Los lentes cambiaron de tonalidad un poco cuando aprendió inglés, el idioma y la cultura de los países de habla inglesa le dieron la idea de poner botones o chapas de las banderas de los países en su sombrero.  

Sa acumulaban banderas. Seguían los tres colores. 

Años después, logró salir a otras latitudes sin haberlo considerado seriamente. En uno de los viajes en este nuevo país, llegaron los cuartos lentes. En el pueblo de Gatlinburg, Tennessee, se topó con el saco que ahora lleva. Lo encontró en una tienda donde vendían solo cuadernos con diferentes diseños, todos con tapas de cuero. Alguien vendía un saco usado entre hojas y portadas.  Se lo llevó en una bolsa de papel acompañado de un par de cuadernos de cubiertas color piel y cintas que los rodeaban como suaves cerrojos. 

Al llegar al hotel donde se hospedaba, se lo probó y notó que había algo en el bolsillo interno de la chaqueta. Eran unos lentes verdes. Dicen que el color verde describe la esperanza. 

Regresó al día siguiente a devolver los lentes que quizás el vendedor los había dejado olvidados. No había rastros del vendedor. Nadie sabía quién vendía sacos en una tienda donde vendían cuadernos vintage para escritores. 

Simplemente, se quedó con los lentes verdes. Le recordaban que se había ido para tener esperanza. Para dar esperanza a otros. Precisamente, quería hacer lo posible por ver su experiencia lejos de su país de color verde. 

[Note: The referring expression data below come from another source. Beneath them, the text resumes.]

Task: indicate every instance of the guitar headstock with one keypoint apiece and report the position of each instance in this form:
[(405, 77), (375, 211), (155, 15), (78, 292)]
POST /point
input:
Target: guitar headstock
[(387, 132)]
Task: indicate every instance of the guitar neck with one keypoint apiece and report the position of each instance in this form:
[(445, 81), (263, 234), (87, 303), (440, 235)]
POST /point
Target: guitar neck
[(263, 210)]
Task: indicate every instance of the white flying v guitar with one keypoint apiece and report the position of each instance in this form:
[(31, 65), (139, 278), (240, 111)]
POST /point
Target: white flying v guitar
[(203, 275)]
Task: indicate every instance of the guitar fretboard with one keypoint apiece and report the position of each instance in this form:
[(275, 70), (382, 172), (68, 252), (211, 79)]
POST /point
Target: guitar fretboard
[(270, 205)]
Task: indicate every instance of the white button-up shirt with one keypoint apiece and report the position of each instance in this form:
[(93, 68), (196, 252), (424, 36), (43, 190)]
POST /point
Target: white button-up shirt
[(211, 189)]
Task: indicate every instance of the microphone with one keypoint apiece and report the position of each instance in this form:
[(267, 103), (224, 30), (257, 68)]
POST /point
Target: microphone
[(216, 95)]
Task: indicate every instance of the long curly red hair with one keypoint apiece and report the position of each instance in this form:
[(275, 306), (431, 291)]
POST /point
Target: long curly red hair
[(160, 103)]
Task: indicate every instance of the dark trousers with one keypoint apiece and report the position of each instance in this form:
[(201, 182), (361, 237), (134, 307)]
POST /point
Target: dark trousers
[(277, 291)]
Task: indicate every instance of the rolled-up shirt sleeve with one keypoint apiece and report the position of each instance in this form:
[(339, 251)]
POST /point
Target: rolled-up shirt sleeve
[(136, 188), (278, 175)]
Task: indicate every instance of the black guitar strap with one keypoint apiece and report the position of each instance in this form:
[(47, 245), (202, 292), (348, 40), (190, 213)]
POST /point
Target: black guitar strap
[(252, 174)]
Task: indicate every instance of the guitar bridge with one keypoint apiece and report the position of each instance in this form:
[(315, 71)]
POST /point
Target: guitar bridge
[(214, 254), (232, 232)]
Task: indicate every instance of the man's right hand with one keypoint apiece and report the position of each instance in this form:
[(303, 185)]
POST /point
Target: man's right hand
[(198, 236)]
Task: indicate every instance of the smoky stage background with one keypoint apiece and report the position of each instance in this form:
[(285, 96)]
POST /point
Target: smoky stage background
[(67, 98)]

A partir de los lentes de la esperanza, comenzaron a aparecer lentes dentro de su chaqueta. Lentes de todos los colores: naranja, tornasoles, grises, negros, morados. Aparecían en cada viaje, en momentos donde conocía más personas de diferentes países, o regiones de Estados Unidos. Washington D.C., Georgia, Florida, Carolina del Norte fueron espacios para encontrarse con China, Jamaica, Colombia, Filipinas, Hungría, Honduras. 

Su mente se comenzó a llenar como una maleta infinita de historias. Una catarata del Niágara que le recordaba el Salto Ángel aunque más bajita, una carretera a la playa de North Myrtle Beach que le recordaba la carretera Rafael Caldera camino a Barquisimeto. El contenido de esta maleta se volvía recuerdos que se filtraban, destilaban y evolucionaban según el cristal que usaba para mirar. 

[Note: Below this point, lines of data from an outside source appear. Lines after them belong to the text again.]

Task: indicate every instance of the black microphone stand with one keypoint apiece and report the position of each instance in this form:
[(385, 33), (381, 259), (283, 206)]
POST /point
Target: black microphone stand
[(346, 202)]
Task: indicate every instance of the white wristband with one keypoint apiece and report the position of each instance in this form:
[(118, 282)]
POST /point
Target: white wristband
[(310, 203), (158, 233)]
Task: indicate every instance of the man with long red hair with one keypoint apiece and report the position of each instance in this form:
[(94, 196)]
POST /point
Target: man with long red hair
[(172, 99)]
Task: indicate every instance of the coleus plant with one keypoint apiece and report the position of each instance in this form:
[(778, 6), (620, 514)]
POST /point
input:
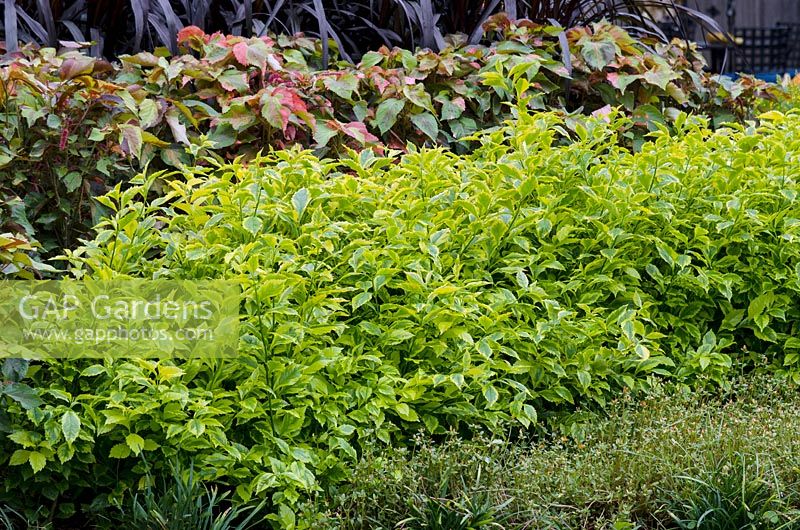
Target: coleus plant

Cada cristal lo hacía entender a los demás y entenderse a sí mismo. Ver las cosas desde el punto de vista de los demás, y reconocer que su forma de ver el mundo no era la única forma de verlo. 

Esto lo ayudó a seguir viviendo con esperanza en otro país.

Más botones llegaron a su sombrero, como se llena de etiquetas la maleta de los viajeros como recuerdo de cada país que visitan.  

El señor de los lentes del mundo ahora tiene historias para contar, tiempo para escuchar, y  algunas preguntas que hacerte para continuar aprendiendo a través de cristales y colores diversos.